なんちゃって牧師の日記

説教要旨と牧師という職業で日々感じることを日記にしてみました。

船越通信、№474 2020年11月8日 北村慈郎

・   1日の日曜日は「聖徒の日」(永眠者記念礼拝)でした。船越教会では毎年11月第一日曜日に永眠者記念礼拝を行っています。連絡先を把握している遺族の方には、前もってこの日の案内を出しています。今年はコロナウイリス感染のこともあり、永眠者記念礼拝を行うかどうか迷いましたが、役員会ではいつも行っています礼拝での聖餐式と礼拝後の昼食会は中止にして、礼拝だけ行うことにし、遺族の方にも案内を出しました。毎年東京の葛飾区から来て下っていたIさんは、今年は欠席でしたが、今年新たに遺族の一人に加わった私を含めて6人の遺族の方の出席があり、礼拝出席者16名による永眠者記念礼拝を行うことができました。今年の礼拝説教は、3月3日に帰天した連れ合いの死を通して、私たち信仰者にとって、死は終わりではなく、永遠への一里塚に過ぎないということを私自身が実感していましたので、そのことをテーマにして、コリントの信徒への手紙二、5章1-10節を説教のテキストに選びました。このテキストで語られている「わたしたちは、天から与えられる住かを上に着たいと切に願って、この地上の幕屋にあって苦しみもだえている」(Ⅱコリ5:2)という点に焦点を当てて説教しました。誰も死んだら自動的に「天にある永遠の住みか」に迎えられるというのではなく、地上の幕屋にあって天にある永遠の住みかを上に着たいともがきながら生きている者にとって、死は通過点にすぎないのではないかということです。また、天の永遠の住みかには、信仰者だけではなく、贖われた人類共同体が存在するというイメージを描いてみました。最近この「人類共同体」というイメージは、契約共同体としての教会の終末論的な希望を示しているのではないかと思っています。礼拝後残れる人で密にならないようにして、お菓子とお茶をいただいて散会しました。

・   その後11月の役員会を行いました。役員会の主な協議事項はクリスマスのことと、教会裏急傾斜地のことでした。
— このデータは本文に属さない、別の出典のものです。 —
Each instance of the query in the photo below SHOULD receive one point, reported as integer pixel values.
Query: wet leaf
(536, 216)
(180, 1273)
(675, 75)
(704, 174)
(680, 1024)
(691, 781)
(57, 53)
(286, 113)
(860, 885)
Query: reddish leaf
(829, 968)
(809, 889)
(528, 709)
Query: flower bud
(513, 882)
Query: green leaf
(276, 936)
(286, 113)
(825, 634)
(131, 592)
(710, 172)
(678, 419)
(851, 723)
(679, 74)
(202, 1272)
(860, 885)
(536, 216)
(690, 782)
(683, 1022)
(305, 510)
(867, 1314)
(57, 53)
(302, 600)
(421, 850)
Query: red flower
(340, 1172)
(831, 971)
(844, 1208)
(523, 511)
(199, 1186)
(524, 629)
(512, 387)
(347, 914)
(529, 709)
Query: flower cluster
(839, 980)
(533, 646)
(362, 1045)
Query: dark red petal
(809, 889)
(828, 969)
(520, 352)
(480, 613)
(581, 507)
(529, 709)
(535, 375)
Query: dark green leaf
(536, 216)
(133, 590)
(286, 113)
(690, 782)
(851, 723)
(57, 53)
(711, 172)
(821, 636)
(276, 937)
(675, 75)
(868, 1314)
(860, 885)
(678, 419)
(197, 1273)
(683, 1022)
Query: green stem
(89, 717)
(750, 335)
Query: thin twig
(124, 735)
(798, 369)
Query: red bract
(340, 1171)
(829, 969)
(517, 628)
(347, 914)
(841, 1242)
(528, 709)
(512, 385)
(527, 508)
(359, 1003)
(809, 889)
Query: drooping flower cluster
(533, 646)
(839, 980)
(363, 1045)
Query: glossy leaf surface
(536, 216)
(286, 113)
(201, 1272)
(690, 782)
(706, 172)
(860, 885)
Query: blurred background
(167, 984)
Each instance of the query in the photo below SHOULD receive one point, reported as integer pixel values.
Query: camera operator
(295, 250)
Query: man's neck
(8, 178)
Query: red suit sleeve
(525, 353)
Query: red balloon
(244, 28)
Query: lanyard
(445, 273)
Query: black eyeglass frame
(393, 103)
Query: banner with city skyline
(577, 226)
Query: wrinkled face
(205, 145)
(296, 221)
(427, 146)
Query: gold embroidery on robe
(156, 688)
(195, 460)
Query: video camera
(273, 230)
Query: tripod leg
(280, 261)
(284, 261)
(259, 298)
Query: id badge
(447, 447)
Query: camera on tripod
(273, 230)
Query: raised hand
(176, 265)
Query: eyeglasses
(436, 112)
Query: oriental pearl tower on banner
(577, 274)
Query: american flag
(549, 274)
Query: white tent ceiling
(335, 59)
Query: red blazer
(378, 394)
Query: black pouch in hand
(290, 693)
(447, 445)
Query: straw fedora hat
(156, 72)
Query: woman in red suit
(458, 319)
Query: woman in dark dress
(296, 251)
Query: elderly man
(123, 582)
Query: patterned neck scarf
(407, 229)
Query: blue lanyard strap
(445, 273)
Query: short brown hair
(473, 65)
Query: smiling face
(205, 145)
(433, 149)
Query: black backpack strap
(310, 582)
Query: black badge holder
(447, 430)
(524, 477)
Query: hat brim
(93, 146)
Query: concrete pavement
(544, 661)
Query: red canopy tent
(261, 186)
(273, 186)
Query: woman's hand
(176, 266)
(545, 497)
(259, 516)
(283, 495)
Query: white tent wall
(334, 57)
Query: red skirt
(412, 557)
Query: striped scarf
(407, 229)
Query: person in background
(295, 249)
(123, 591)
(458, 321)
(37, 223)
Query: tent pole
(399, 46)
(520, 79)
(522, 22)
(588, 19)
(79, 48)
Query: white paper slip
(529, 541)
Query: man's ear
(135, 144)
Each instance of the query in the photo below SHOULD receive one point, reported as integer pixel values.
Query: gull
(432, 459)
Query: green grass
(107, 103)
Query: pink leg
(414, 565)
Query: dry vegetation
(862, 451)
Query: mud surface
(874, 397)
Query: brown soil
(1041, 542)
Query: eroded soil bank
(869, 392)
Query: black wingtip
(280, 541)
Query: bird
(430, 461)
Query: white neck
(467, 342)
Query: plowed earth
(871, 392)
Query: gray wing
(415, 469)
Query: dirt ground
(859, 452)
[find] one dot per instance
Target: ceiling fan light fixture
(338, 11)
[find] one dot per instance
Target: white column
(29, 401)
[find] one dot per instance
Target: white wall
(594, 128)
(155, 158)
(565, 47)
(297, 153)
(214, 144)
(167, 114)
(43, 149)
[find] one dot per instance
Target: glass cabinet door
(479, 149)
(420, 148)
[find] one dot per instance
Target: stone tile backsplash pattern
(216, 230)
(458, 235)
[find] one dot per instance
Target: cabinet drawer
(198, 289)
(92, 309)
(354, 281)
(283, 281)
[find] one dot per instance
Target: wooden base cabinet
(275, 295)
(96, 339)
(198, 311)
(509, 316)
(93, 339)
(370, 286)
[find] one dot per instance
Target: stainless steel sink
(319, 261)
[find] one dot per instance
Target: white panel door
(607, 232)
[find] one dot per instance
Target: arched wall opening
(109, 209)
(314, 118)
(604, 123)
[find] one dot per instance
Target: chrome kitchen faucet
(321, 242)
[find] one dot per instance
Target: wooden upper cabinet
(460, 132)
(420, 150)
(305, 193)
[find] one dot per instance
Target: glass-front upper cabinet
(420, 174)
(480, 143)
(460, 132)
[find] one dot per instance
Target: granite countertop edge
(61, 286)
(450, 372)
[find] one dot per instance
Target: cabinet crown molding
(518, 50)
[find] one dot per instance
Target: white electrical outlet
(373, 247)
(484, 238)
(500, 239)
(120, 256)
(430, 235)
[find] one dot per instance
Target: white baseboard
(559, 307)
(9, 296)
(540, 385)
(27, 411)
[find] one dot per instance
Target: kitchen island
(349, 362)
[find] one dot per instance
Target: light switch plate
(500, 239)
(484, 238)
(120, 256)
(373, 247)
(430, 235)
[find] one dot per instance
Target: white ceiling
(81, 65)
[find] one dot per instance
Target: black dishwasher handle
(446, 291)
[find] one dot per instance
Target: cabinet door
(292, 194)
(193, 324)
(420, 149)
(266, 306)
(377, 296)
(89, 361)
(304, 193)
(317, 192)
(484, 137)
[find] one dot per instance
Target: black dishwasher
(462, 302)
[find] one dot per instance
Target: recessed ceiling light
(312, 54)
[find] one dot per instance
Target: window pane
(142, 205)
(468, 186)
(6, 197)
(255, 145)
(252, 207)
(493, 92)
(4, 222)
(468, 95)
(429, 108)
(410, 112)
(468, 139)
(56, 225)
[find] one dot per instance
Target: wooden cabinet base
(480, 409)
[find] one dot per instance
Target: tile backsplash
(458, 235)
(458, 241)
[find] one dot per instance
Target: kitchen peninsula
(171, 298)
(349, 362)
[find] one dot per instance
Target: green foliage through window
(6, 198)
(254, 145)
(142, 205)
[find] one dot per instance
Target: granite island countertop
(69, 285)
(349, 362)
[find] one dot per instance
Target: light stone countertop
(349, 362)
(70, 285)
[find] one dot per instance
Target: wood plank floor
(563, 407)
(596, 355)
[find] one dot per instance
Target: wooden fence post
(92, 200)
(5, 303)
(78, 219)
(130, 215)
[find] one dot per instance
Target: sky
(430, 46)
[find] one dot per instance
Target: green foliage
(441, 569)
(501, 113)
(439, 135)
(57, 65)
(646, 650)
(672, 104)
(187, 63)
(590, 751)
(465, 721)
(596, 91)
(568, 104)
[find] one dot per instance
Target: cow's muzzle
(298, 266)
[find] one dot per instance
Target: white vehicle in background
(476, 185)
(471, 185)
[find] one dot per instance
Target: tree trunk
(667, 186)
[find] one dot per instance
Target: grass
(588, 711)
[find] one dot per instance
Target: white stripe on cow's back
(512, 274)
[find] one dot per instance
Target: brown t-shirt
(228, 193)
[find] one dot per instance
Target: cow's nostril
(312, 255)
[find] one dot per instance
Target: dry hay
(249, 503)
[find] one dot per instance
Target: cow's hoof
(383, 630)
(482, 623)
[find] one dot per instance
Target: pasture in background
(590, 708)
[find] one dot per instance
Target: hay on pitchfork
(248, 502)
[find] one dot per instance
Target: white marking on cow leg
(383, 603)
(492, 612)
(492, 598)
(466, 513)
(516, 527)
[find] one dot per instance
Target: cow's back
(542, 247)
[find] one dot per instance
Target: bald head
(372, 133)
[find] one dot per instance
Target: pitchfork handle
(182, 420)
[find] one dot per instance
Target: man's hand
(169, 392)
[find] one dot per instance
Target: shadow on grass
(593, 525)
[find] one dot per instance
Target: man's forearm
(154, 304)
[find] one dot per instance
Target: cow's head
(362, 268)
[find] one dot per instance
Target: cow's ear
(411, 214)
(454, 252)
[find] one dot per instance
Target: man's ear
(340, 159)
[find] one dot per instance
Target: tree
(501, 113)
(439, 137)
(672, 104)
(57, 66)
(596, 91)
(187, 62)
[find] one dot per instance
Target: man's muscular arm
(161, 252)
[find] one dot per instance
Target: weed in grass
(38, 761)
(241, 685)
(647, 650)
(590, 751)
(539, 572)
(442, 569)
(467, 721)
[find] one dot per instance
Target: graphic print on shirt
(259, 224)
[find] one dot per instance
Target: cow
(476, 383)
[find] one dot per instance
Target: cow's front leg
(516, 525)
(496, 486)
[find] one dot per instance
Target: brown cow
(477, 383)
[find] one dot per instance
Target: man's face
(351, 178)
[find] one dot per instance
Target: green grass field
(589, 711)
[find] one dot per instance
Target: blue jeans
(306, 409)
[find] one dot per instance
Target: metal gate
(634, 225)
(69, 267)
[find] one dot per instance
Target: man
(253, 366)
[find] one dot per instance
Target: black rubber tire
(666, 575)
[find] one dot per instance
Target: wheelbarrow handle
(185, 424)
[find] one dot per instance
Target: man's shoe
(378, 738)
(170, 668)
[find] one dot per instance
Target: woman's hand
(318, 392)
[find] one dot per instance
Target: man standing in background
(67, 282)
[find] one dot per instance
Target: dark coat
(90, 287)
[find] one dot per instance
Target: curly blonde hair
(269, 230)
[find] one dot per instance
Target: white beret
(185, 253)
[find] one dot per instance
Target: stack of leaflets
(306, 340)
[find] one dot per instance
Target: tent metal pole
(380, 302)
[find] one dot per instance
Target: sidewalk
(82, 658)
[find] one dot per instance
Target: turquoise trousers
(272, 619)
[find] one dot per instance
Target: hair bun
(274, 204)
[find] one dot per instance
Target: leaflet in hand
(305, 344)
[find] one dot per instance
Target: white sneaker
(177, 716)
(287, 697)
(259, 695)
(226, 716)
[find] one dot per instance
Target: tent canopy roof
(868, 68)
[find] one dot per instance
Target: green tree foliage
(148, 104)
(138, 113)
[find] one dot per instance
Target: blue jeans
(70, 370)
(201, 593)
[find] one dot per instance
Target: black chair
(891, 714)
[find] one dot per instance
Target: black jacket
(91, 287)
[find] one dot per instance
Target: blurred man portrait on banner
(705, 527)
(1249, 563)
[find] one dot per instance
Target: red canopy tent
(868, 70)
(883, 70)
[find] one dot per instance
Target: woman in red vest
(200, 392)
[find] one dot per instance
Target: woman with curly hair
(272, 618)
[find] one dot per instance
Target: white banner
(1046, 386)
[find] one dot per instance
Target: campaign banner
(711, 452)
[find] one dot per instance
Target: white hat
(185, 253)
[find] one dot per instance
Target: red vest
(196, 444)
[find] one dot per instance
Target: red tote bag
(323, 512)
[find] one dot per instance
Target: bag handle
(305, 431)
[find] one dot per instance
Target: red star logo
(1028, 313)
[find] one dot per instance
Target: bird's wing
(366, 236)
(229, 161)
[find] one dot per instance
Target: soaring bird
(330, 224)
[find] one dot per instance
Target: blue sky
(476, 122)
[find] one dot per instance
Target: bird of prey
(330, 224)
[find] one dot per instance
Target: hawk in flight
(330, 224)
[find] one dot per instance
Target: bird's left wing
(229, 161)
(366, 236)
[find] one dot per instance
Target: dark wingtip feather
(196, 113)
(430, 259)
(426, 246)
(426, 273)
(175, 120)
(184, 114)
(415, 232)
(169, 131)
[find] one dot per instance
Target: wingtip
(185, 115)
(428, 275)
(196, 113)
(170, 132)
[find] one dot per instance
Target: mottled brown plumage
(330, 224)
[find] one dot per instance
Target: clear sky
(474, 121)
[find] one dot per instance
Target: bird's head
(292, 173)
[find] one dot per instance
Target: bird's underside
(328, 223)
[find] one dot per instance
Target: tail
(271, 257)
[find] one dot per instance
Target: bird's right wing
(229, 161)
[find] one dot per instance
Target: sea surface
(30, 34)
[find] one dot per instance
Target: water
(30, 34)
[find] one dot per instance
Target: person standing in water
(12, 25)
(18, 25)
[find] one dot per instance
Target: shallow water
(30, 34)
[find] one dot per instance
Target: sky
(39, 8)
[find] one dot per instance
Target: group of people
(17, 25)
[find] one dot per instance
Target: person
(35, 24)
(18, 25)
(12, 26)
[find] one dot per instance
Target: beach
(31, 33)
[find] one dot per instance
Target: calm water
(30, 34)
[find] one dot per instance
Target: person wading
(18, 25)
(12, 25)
クリスマスは、今年は12月24日のイブの燭火礼拝は中止にし、20日のクリスマス礼拝だけにしました。役員会ではクリスマス礼拝の説教者を、8月にお願いしていて中止せざるを得ませんでした関田先生にお願いすることにしました。しかし、関田先生に連絡したところ、すでに先約がありましたので、関田先生への説教依頼は改めて考えたいと思います。教会裏急傾斜地については、11月29日(日)礼拝後に臨時教会総会を開催することにしました。内容としては、最近の気候温暖化による規模の大きい台風や豪雨の多発により各地で崖崩れが起こっていますが、その心配が、教会裏の崖地についてもあるからです。以前に県と市の土木課の人に来てもらって見てもらいました。その結果、「急傾斜危険区域の指定と、防災工事についての要望書を提出する」ことができるということになりましたので、その旨を臨時教会総会に諮り、できれば教会として意思決定して、その作業を進めていきたいと役員会では思っています。詳しいことは11月の役員会議事録をご覧ください。

・   さてこの日に「船越の丘から」第12号を発行することができました。編集に携わってくださいましたNさんと原稿を寄せてくださった皆さんに心から感謝いたします。コロナウイリス感染問題が顕在化してから、なかなか終息に至らないために、常に感染防止を心がけながらの日常生活を送らざるを得なくなっています。しかもこのコロナの問題は人と人との接触を極力避けることが感染防止に繋がりますので、何事も自粛生活に結び付き易くなります。教会活動の発信や行動も自粛に向かいがちですが、教会だより「船越の丘から」の発行は、船越教会からの発信として意味があると思われます。そのために「船越の丘から」が用いられることを希望します。現在船越教会は縮小再生産の方向に向かっていると思われますが、拡大再生産とまでは言えないとしも、福音宣教の課題は果たしていきたいと願います。

・   11月3日で連れ合いが帰天して8か月が過ぎました。3日は仏教でいうと月命日になりますので、特にこの週日はどこにも出かけないで、ずっと家で過ごしましたので、3日の前後には改めて連れ合いの死に思いを馳せました。

・   この船越通信では、私の日誌や感想を中心に書いてきましたが、時々本からの引用を加えたいと思います。まず最近読んで教えられることの多かった斎藤幸平の『人新生の資本論』からにしたいと思います。この本は丁寧に読み込んでいきたいと思いますので、相当長くなると思いますので、悪しからず。この本の「はじめに」の表題は、「はじめに―SDGsは『大衆のアヘン』である!」となっています。SDGsとは、Sustainable Development Goals(持続可能な開発目標)」の略称です。その前に斎藤は、「温暖化対策として、あなたは、なにかしているだろうか。レジ袋削減のために、エコバッグを買った? ペットボトル入り飲料を買わないようにマイボトルを持ち歩いている? 車をハイブリッドカーにした?/はっきり言おう。その善意だけなら無意味に終わる。それどころか、その善意は有害ですらある。/なぜだろうか。温暖化対策をしていると思い込むことで、真に必要とされているもっと大胆なアクションを起こさなくなってしまうからだ。良心の呵責から逃れ、現実の危機から目を背けることを許す「免罪符」として機能する消費行動は、資本の側が環境配慮を装って私たちを欺くグリーン・ウオッシュ(グリーンウォッシュとは、環境に配慮した、またはエコなイメージを思わせる「グリーン」と、ごまかしや上辺だけという意味の「ホワイトウォッシュ」を組み合わせた造語。一見、環境に配慮しているように見せかけて、実態はそうではなく、環境意識の高い消費者に誤解を与えるようなことを指す)にいとも簡単に取り込まれてしまう」(3頁、下線筆者)。ここで斎藤は「思い込みによって真に必要とされるものを見失う」、私たちの犯しやすい過ちを指摘しています。気候危機を乗り越えるためには、問題の本質を見極め、それを乗り越える道を発見し、その道を創り出す行動が必要であると言うのです(以下続く)。